The market itself is a place where we did quite literally shop ‘til we dropped. It’s HUGE! And full of llama products of all descriptions. Oh dear. I am now the ultimate gringo. Not only do I have the traditional bag (necessary replacement for one that was slashed, in my defence), I also own a llama hoody. And socks… and scarf. And, erm, two pairs of the tremendous, pyjama-like gringo trousers. God, I look a fool. But god, I am comfortable.

Me and Amy also got a bus from Quito to the equator, which was really good. The funny thing is that the bus drops you off at this big complex called “el mitad del mundo” with this huge monument marking the equator built by the French… and it’s wrong! The real equator is a few hundred feet off down the road, at the Inti Nan Solar Museum, which was brilliant! You do all sorts of equator-related activities that you wouldn’t think work but somehow do… for instance, Amy managed to balance an egg on a nail head on the equator line. It is quite possibly the crowning achievement of her life, as pictures will prove. They also did that trick with the plugholes where 1m from equator water falls down clockwise and 1m the other side it falls down anticlockwise, and just drops straight down in the centre!

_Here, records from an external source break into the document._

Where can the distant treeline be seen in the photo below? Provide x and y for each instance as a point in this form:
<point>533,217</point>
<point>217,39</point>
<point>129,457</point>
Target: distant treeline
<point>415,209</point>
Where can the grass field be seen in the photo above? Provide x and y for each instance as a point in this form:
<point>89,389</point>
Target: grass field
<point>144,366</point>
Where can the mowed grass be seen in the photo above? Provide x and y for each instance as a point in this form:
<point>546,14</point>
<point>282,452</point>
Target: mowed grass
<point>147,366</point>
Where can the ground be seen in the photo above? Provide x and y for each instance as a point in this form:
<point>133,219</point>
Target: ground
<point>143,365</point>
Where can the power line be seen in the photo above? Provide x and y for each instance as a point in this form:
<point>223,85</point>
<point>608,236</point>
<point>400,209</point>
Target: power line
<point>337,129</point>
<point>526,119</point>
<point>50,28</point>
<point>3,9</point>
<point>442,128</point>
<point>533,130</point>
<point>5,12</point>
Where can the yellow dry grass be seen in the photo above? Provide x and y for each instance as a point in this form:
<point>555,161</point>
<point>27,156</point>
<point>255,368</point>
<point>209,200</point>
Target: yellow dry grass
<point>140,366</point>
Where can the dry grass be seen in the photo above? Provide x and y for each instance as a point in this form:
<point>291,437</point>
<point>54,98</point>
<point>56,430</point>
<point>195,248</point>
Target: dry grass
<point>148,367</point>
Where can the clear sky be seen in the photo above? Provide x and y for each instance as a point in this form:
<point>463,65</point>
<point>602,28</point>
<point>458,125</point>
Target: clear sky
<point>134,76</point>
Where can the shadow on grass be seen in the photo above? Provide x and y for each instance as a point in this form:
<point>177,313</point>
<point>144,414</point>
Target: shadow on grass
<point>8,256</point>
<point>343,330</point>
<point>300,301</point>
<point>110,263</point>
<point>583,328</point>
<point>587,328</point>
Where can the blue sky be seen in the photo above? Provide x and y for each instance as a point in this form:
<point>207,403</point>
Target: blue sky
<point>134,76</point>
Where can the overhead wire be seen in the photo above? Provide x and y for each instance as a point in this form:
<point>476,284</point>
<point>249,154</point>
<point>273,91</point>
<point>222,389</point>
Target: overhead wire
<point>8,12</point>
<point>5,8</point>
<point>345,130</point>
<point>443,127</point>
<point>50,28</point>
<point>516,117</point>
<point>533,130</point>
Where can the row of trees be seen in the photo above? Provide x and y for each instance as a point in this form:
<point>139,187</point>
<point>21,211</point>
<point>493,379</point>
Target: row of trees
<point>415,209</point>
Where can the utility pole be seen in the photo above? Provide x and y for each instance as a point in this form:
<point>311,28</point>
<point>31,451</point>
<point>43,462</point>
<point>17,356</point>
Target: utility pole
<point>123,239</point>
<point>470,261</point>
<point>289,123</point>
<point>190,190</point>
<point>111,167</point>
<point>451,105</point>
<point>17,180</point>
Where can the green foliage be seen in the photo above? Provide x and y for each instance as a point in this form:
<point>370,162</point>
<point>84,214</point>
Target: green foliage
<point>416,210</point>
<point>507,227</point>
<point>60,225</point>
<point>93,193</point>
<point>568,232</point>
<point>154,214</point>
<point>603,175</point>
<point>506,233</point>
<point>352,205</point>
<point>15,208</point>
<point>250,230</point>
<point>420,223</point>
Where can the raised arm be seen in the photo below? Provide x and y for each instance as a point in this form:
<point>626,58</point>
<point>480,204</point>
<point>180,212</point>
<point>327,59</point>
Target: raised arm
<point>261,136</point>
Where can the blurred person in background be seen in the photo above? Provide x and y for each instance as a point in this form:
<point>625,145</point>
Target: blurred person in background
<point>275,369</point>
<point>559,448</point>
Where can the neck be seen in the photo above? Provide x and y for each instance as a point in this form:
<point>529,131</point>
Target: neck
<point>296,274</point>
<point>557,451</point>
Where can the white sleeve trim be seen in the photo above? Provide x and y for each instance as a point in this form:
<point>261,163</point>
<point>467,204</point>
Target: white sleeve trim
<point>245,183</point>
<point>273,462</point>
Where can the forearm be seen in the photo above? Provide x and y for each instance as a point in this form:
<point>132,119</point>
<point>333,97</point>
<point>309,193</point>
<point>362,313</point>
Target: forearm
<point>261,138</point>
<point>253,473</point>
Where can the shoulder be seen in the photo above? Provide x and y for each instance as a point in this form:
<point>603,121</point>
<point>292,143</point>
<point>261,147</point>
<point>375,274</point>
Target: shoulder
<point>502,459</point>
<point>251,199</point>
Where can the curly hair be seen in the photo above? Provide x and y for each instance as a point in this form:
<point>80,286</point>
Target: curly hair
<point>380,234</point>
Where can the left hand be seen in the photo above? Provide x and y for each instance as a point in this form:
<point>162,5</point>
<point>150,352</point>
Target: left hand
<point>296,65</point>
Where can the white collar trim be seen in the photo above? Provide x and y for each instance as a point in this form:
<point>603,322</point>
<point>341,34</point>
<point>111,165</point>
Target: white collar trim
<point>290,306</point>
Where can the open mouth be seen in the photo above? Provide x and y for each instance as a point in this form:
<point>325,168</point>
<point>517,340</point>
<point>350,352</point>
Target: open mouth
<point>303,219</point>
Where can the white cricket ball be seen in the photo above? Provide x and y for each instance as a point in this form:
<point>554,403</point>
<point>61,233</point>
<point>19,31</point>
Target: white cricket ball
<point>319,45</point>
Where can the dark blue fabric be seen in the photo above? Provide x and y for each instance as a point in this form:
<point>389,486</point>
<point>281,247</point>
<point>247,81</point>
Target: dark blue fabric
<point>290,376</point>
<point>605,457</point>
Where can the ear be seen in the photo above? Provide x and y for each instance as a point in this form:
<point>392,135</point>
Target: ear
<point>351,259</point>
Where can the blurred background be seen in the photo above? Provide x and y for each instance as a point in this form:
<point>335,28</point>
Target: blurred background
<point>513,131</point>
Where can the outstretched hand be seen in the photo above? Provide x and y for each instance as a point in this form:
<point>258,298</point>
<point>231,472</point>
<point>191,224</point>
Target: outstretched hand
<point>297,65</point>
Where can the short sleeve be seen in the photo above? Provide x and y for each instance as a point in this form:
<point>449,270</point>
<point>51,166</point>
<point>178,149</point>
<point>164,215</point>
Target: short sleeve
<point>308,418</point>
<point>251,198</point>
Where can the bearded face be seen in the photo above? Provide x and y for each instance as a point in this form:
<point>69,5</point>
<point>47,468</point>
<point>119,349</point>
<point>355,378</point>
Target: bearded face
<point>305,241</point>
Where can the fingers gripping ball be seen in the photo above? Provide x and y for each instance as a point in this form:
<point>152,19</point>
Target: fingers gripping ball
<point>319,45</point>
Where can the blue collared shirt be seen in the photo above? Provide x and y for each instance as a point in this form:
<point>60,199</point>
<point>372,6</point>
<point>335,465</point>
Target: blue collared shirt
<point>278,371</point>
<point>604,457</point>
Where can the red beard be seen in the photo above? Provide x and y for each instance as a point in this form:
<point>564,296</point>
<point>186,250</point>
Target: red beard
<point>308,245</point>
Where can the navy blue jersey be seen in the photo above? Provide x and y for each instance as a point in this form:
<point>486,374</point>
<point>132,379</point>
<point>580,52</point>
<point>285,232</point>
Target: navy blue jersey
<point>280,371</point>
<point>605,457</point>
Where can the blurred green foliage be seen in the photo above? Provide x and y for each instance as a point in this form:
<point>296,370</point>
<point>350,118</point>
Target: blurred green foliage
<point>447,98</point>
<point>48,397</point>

Madness! Also you can’t walk along the equator with your eyes closed- you just veer everywhere like you’re drunk. And you weigh 2lb less than normal! Apart from equator craziness, we also saw an Amazonian penis fish, and learnt how shrunken heads are made- always a useful skill.

Our last night  in Ecuador called for celebration, and so we headed to a local club. Here I was forced into salsa lessons by middle-aged local men. I am not a dancer. It was an excruciating experience, but a necessary one for all gringas in South America. It was sad to finally leave Ecuador; we felt we’d been there so long. But still, leave we did, heading for the golden shores of Peru… just after discovering that two people from our hostel got diagnosed with swine flu flying out, and that medics came to our hostel whilst we were out and tested everyone. And yet we still don’t have it! Still, it does seem to be following us, doesn’t it?